If I had simply sent $10,000 home without returning, my relatives would have praised me . They would have told their neighbours. They would have said – Wanle has remembered us.
But a short time after that, the money would have been gone. Absorbed into daily living. Nothing would remain , no structure, no assets, no foundation. Just the memory of a moment of relief.
Instead, I came back to build, not just a resort. I came back to build my continent.
I reflect on this daily. I ask myself: what if I had not returned?
What would have happened to Nneka Blessing, the staff member who started as a cleaner at La Campagne Tropicana and has since saved enough to build her own house . She is not alone .
What would have happened to the town of Ikegun, which had just four concrete structures when the Resort was first established , with the rest of the village living under opa walls and thatched roofs and which now has over 4,000 cement houses?
What would have happened to the mat weavers of the community, whose craft was fading into obscurity, until we gave mats new life transforming them into a sought-after interior décor item and generating steady, dignified demand for an ancient skill?
What would have happened to the families- father, mother, and children who now all work at the Resort
What would have happened to the hundreds of bricklayers, carpenters, and artisans who learned their trade at La Campagne Tropicana and are now building African-themed resorts in Ghana, Ethiopia, and the Caribbean as genuine exporters of African craftsmanship?
What would have happened to the thousands of young men and women who passed through Corporate Guards Limited , the private security company I founded in 1989 to professionalise and dignify a sector that had ,at that time, been overlooked?
I also wonder about the village community in Ghana I recently donated 5 solar street lights to. The community deplọyed the lights amongst the clans in the village to provide communal light to their children for schoolwork and for the adults to have an alternative to crouching over kerosine lamps emitting noxious fumes.
In Nigeria, we often focus on mega projects forgetting how small investments can impact and change peoples lives.

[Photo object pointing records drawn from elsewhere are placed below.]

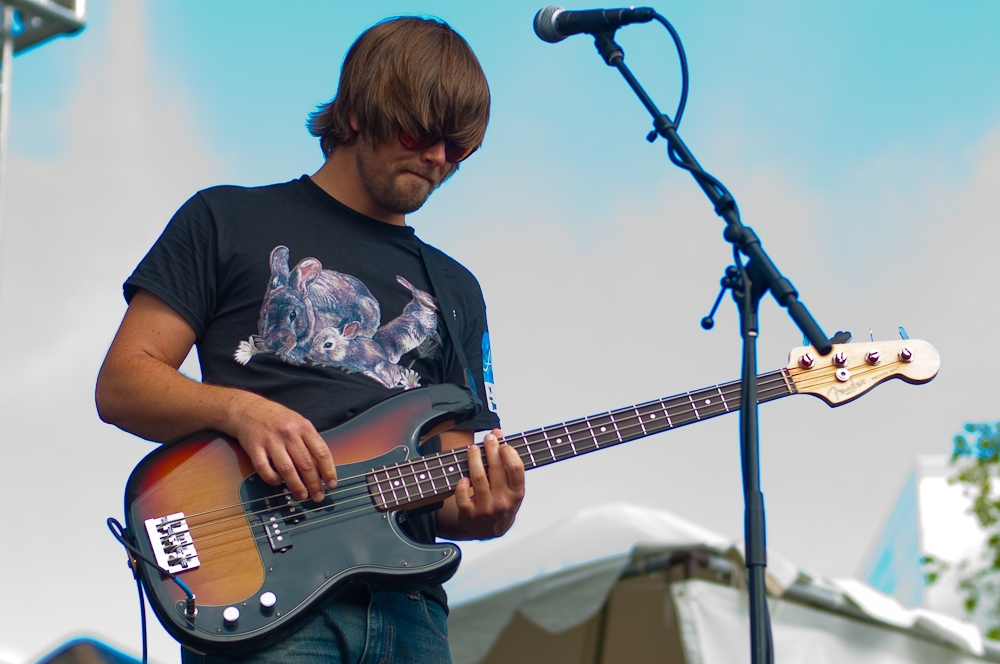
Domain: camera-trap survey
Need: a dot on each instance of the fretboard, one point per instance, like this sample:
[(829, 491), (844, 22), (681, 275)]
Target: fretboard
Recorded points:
[(426, 478)]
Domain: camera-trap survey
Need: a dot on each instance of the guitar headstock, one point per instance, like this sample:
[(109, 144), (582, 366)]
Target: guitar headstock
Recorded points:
[(850, 370)]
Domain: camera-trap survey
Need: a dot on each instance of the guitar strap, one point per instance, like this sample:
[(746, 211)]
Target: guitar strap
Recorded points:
[(440, 286)]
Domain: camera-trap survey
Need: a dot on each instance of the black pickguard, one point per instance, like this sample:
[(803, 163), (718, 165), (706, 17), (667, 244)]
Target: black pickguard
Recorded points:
[(341, 540)]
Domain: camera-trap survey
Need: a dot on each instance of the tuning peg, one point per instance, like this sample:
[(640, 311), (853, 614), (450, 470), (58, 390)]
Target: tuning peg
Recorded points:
[(841, 337)]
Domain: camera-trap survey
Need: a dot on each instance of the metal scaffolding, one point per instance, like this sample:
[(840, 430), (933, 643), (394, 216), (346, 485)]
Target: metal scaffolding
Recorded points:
[(26, 24)]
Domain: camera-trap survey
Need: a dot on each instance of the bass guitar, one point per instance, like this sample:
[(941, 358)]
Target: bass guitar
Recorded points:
[(258, 561)]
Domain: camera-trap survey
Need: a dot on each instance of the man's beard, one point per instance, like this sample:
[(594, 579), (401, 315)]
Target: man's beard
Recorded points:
[(386, 190)]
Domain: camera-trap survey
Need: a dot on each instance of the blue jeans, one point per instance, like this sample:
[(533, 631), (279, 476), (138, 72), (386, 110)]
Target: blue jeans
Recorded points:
[(365, 625)]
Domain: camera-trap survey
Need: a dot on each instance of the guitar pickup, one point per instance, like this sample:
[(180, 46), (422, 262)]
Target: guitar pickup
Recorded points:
[(172, 543), (272, 509), (292, 511), (276, 536)]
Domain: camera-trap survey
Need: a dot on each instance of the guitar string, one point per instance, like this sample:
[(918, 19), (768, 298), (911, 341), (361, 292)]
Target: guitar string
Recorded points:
[(559, 450), (511, 440), (768, 383), (365, 495)]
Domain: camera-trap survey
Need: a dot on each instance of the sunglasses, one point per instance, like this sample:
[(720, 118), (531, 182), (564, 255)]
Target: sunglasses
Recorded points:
[(452, 153)]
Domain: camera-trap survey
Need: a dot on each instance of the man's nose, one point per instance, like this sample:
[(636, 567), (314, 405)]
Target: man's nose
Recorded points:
[(434, 155)]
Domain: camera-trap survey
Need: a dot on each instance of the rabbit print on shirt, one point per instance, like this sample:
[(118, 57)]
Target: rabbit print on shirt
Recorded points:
[(327, 318)]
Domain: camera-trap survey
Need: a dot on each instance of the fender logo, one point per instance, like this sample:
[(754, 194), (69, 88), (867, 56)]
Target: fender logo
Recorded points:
[(853, 386), (847, 389)]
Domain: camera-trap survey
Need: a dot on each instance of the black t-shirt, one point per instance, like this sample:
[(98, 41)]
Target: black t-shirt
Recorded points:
[(296, 297)]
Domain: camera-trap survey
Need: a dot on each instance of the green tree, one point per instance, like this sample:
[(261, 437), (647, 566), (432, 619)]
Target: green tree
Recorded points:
[(976, 456)]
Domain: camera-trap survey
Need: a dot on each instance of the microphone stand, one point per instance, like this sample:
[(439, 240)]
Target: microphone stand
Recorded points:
[(748, 284)]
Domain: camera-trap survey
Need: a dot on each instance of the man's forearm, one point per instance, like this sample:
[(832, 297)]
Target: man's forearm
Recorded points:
[(146, 397)]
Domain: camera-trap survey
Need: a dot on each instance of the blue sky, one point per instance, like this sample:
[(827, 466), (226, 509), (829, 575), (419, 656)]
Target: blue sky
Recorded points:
[(862, 141)]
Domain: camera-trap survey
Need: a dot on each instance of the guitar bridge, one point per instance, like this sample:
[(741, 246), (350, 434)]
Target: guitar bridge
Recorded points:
[(173, 545)]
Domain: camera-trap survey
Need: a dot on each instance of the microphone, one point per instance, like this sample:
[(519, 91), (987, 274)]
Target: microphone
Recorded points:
[(553, 24)]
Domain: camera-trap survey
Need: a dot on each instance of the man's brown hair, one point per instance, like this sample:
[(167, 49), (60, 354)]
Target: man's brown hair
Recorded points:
[(413, 73)]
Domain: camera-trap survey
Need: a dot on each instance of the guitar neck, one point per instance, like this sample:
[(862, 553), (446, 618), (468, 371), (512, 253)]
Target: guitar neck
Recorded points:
[(424, 480)]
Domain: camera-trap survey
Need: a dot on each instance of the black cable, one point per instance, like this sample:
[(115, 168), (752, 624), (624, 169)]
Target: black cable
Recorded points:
[(118, 530), (684, 70), (142, 617)]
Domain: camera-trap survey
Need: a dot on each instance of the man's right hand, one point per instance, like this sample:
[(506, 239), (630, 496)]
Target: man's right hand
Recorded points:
[(284, 447), (140, 390)]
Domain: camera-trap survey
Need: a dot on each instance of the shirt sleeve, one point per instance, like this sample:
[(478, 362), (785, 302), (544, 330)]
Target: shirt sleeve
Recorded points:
[(475, 342), (181, 267)]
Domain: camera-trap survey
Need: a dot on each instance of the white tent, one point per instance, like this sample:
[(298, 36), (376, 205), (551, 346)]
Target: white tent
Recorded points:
[(628, 584)]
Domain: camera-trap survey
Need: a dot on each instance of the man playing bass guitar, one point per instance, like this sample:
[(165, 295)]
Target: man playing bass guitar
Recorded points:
[(309, 301)]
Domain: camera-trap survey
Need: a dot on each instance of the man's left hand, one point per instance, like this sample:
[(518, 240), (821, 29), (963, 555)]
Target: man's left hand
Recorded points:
[(486, 501)]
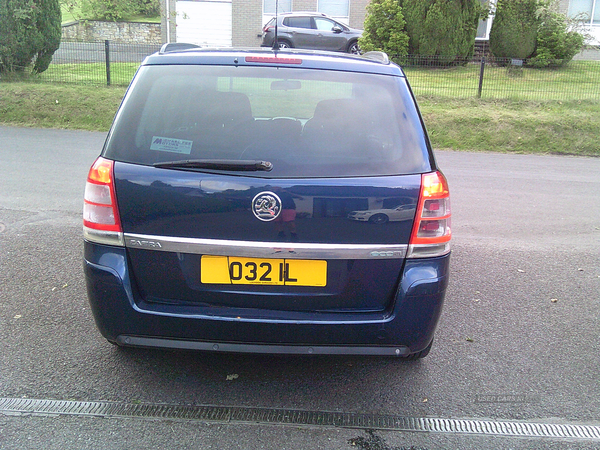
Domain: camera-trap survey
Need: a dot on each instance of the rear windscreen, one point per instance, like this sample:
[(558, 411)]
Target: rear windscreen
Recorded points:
[(307, 123)]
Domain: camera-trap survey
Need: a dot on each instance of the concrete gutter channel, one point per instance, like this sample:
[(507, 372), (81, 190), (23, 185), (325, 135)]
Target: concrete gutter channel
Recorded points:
[(227, 414)]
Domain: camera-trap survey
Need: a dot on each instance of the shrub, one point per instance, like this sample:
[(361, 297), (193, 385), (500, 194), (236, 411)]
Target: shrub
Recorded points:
[(557, 42), (384, 29), (113, 10), (514, 29), (442, 29), (30, 31)]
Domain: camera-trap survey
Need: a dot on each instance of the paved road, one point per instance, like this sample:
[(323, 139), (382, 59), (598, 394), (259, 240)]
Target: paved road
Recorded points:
[(518, 341)]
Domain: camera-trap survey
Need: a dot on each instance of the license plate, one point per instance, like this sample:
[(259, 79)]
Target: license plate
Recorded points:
[(234, 270)]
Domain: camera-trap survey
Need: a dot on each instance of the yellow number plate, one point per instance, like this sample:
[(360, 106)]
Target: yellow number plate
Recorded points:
[(291, 272)]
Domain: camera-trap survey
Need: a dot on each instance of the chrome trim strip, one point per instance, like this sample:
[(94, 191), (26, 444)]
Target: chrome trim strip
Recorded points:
[(290, 250), (103, 237), (136, 341)]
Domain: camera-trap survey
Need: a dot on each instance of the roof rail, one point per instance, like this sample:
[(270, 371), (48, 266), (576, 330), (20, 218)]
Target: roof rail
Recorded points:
[(176, 47), (379, 57)]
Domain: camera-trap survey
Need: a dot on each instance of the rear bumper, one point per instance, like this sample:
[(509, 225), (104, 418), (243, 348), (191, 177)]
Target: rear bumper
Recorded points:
[(122, 317)]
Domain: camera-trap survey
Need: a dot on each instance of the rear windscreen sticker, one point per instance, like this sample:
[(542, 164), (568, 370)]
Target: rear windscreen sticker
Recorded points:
[(171, 145)]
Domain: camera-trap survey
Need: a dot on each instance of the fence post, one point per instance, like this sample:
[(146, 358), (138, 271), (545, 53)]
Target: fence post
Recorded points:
[(107, 54), (481, 77)]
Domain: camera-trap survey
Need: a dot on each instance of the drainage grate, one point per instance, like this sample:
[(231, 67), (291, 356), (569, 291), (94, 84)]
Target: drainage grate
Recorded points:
[(296, 417)]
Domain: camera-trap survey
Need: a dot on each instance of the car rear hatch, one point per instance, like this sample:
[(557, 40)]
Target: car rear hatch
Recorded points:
[(238, 188)]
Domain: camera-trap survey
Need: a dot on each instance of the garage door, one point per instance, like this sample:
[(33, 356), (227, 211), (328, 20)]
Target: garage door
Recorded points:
[(206, 23)]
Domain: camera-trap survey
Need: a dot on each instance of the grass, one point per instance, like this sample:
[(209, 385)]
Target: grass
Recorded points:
[(578, 80), (59, 106), (518, 125), (515, 126), (75, 14)]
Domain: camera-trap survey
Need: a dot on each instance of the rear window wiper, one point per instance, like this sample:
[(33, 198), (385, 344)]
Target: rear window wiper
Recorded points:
[(248, 165)]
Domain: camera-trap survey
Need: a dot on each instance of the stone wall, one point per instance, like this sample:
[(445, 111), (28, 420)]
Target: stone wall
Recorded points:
[(118, 32)]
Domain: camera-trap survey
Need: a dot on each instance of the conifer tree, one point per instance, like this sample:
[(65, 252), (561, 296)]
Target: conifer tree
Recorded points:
[(444, 29), (514, 29), (30, 31)]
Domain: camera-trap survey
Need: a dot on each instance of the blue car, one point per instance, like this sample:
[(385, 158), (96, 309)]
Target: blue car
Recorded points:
[(216, 217)]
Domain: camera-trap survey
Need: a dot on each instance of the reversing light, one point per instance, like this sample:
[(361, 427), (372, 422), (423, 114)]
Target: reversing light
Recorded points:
[(432, 233), (101, 221)]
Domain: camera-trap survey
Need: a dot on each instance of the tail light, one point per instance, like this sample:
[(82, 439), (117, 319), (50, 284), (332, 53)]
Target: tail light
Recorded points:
[(431, 231), (101, 221)]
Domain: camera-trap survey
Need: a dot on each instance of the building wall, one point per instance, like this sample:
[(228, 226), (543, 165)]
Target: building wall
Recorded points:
[(358, 11), (117, 32), (304, 5), (246, 23)]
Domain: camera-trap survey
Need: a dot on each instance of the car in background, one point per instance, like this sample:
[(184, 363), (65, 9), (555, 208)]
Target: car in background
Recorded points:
[(214, 218), (314, 31), (381, 216)]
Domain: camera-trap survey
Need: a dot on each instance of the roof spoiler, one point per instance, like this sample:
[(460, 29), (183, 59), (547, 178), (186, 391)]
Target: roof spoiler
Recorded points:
[(176, 47), (379, 57)]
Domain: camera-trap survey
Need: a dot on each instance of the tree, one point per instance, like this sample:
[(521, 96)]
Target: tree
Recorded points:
[(30, 31), (515, 28), (385, 29), (443, 29), (113, 10), (557, 39)]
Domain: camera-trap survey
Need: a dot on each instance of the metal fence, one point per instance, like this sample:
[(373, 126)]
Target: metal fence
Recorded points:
[(107, 63)]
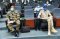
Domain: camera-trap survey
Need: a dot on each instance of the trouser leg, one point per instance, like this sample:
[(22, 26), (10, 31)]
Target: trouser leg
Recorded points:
[(49, 27)]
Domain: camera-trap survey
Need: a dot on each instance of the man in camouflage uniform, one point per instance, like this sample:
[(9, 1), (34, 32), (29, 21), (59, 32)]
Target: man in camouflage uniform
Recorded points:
[(13, 20)]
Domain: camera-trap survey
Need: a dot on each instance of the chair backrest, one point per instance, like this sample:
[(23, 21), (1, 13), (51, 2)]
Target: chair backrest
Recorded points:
[(18, 8), (27, 7), (56, 12)]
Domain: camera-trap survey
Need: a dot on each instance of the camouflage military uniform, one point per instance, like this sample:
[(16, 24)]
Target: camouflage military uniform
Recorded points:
[(13, 16)]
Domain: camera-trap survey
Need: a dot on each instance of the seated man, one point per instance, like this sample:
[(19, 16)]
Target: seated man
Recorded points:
[(13, 20), (46, 15)]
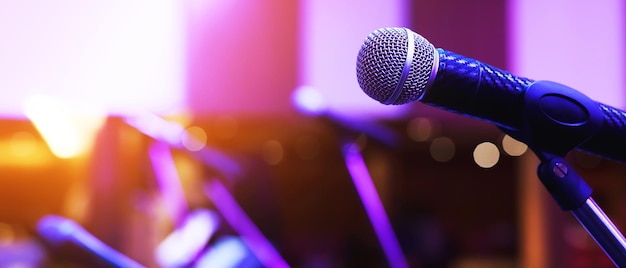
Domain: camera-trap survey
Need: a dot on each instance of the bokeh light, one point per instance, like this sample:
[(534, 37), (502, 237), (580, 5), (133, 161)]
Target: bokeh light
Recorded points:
[(442, 149), (486, 155), (513, 147)]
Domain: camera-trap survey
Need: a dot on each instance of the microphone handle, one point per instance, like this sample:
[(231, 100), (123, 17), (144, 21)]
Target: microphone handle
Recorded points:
[(469, 87)]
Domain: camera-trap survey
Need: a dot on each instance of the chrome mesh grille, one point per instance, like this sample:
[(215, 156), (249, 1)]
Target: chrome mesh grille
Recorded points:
[(381, 59)]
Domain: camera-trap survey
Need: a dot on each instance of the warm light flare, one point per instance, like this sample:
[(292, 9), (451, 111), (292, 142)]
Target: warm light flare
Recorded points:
[(68, 129)]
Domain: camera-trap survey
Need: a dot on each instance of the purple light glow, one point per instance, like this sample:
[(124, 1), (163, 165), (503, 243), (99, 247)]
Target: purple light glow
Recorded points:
[(373, 206), (183, 245), (330, 34), (577, 43), (115, 54), (168, 181), (171, 133), (237, 218)]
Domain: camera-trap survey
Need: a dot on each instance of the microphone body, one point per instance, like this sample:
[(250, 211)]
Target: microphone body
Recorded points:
[(540, 114)]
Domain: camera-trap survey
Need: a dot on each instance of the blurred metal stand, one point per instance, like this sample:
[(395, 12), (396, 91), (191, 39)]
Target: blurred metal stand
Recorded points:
[(373, 206)]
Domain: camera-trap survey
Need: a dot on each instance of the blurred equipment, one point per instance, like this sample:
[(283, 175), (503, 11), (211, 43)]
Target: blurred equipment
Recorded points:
[(77, 244)]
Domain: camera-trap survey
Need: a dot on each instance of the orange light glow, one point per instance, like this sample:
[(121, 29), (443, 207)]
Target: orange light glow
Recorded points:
[(69, 132)]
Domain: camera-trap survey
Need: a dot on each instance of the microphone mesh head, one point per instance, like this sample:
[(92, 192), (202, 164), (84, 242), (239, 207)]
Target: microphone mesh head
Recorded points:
[(381, 60)]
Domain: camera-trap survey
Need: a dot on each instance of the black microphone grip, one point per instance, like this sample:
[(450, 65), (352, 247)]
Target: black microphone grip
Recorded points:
[(485, 92)]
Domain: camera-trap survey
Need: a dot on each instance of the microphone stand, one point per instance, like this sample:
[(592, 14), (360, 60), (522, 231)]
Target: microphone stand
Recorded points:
[(573, 194), (556, 119)]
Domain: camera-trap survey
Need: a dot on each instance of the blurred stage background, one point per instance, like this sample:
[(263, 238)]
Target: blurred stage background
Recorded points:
[(174, 132)]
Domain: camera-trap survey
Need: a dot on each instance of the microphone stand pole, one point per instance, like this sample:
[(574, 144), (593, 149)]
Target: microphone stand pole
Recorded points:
[(573, 194)]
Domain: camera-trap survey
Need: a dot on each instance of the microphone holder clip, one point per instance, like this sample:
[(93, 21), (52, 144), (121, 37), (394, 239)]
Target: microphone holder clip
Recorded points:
[(556, 119)]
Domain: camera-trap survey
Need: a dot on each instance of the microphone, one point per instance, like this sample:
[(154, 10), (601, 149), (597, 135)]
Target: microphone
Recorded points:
[(397, 66), (63, 233)]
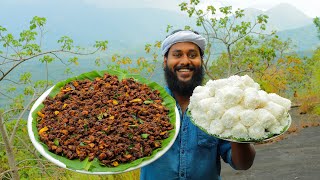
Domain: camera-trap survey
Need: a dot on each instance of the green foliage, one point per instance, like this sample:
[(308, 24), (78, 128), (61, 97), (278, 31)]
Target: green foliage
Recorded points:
[(19, 93), (316, 22), (228, 29)]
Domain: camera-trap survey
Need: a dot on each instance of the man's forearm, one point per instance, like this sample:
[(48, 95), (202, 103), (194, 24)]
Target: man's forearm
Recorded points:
[(242, 155)]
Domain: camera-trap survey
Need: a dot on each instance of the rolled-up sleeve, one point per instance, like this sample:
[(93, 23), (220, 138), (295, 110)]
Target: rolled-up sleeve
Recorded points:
[(226, 152)]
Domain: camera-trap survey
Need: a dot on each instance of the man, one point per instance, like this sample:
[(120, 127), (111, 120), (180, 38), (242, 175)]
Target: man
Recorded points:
[(194, 154)]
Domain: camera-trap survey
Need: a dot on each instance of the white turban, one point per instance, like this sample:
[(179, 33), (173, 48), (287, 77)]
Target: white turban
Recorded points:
[(183, 36)]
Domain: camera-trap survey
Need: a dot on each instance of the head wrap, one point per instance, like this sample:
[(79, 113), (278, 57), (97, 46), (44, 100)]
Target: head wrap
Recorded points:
[(183, 36)]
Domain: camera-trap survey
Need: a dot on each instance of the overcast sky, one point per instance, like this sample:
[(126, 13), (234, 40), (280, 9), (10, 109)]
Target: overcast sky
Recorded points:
[(309, 7)]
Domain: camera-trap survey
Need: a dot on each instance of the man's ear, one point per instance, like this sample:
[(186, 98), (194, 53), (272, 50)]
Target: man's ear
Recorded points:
[(164, 61)]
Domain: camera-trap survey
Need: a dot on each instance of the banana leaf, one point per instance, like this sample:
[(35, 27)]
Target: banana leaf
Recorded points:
[(95, 165)]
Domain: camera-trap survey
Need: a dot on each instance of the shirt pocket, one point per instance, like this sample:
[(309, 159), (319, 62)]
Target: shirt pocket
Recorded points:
[(205, 140)]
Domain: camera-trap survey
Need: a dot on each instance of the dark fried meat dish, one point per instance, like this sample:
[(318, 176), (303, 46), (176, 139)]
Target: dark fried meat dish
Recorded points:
[(114, 121)]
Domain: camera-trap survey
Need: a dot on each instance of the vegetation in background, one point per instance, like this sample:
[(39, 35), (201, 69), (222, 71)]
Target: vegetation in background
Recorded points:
[(247, 50), (19, 157)]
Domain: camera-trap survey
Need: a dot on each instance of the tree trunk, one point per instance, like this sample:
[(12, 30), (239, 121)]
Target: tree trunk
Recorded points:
[(9, 150)]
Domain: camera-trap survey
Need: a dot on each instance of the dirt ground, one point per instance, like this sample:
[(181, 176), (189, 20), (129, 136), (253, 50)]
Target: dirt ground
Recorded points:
[(296, 155)]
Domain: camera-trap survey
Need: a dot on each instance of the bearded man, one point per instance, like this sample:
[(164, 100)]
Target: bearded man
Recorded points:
[(194, 154)]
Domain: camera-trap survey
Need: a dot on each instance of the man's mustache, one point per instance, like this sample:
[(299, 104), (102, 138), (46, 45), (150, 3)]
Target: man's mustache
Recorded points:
[(190, 67)]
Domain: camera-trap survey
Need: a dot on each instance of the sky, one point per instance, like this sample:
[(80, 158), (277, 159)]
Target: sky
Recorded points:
[(309, 7)]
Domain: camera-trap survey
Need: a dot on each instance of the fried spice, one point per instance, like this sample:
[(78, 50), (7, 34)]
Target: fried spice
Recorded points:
[(114, 121)]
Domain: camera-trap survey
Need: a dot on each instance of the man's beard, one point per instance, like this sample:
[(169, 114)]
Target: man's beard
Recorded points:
[(183, 88)]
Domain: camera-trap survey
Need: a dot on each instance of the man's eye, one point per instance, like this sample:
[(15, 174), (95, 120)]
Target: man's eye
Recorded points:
[(192, 55)]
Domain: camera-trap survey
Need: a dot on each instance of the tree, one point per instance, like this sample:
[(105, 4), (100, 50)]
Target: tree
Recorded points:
[(316, 22), (227, 30), (13, 53)]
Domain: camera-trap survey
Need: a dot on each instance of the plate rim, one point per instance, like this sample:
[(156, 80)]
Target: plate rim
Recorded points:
[(40, 148)]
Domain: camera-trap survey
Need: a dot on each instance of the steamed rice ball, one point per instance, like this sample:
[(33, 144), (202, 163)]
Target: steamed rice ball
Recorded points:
[(236, 107)]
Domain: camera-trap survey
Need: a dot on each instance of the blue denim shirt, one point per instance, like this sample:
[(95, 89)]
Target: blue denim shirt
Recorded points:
[(194, 155)]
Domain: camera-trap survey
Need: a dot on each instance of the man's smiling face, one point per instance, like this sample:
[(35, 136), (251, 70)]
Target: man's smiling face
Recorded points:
[(183, 67)]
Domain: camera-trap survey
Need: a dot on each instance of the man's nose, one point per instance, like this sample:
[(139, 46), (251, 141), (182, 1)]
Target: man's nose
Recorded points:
[(185, 59)]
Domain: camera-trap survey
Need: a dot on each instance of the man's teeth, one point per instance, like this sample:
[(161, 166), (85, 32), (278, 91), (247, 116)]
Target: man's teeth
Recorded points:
[(184, 70)]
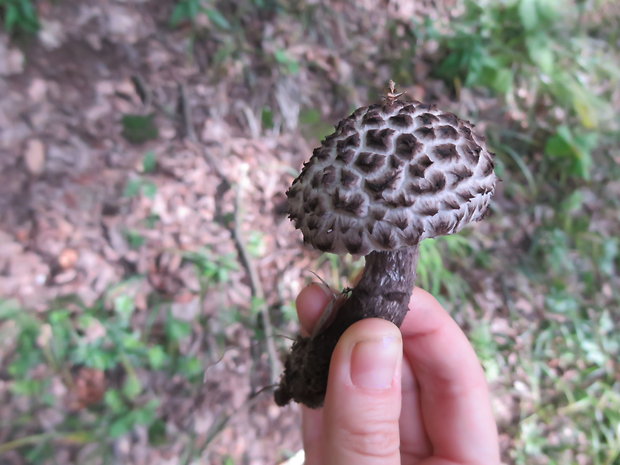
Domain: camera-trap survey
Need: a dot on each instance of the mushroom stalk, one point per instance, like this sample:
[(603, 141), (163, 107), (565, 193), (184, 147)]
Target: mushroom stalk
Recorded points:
[(383, 292)]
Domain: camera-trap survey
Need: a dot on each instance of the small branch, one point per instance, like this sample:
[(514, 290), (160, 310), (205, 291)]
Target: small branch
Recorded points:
[(245, 258), (255, 283), (184, 112)]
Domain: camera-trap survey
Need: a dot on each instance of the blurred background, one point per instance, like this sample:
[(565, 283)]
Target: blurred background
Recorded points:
[(147, 268)]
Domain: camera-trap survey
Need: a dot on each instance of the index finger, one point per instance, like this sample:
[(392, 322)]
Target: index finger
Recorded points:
[(454, 396)]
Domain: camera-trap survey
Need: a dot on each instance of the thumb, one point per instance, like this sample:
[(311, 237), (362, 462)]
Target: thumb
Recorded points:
[(362, 404)]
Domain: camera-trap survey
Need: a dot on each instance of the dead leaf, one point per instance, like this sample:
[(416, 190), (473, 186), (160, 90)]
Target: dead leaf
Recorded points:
[(34, 157)]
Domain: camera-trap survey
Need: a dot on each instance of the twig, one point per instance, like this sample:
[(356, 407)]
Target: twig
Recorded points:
[(184, 111), (255, 284), (245, 258)]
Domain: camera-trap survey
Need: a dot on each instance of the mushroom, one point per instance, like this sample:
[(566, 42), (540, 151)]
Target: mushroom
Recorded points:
[(391, 175)]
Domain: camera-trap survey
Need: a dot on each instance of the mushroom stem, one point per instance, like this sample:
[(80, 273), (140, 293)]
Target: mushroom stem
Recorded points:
[(383, 292)]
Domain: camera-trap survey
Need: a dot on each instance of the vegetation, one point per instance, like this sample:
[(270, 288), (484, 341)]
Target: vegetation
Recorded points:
[(19, 16), (547, 266)]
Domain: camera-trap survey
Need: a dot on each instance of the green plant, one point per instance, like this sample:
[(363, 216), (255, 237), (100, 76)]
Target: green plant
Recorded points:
[(19, 16), (535, 55), (102, 356), (189, 10)]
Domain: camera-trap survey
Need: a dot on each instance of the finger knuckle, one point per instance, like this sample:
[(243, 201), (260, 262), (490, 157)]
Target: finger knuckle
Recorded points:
[(377, 439)]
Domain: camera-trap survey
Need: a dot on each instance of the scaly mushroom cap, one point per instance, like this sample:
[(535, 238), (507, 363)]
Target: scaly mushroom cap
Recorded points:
[(391, 175)]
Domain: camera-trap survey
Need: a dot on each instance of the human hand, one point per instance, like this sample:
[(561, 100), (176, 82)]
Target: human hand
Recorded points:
[(414, 396)]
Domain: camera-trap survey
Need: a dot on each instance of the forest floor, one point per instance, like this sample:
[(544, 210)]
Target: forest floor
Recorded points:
[(193, 217)]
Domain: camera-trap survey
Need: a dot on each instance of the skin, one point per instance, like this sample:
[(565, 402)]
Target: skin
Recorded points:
[(434, 409)]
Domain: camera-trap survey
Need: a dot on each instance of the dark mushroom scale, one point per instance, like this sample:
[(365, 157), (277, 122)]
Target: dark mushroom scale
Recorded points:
[(391, 175)]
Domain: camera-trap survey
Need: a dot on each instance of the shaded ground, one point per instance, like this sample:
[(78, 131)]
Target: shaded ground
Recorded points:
[(75, 219), (82, 209)]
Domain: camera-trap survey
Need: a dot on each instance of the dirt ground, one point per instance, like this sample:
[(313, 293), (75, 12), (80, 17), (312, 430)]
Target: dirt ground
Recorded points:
[(65, 166)]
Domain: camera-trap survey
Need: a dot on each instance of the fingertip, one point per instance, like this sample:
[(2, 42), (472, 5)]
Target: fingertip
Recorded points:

It is estimated that there are 128,000 small villages in Nigeria. If 10% of Nigeria’s diaspora ( 1.7 million pẹople) donated US $20 each ( or less than the cost of 4 egg McMuffins at MacDonalds) to a fund to light up rural Nigeria , everyone of these villages could receive 5 solar street lights . This would impact positively on the lives of the recipient villages while creating opportunities for the villagers and improving life in Nigeria
In closing, I would like to emphasize that I strongly believe that it is not the wealth we leave for our children we should worry about, but the kind of society.
Thank you”
Other notable speakers included Ayo Akinmade, Executive Vice Chairman of Regus, who delivered an insightful presentation on unlocking Africa’s business potential, as well as Dr. Tunji Olagunju and several distinguished professionals who shared perspectives on investment, innovation, leadership, entrepreneurship and promoting Lagos as Africa’s preferred destination for business, tourism and economic opportunities.
The conference concluded with a renewed call for stronger public-private collaboration, indigenous innovation and strategic investments capable of positioning Lagos and Africa as globally competitive destinations for sustainable economic growth, tourism and enterprise.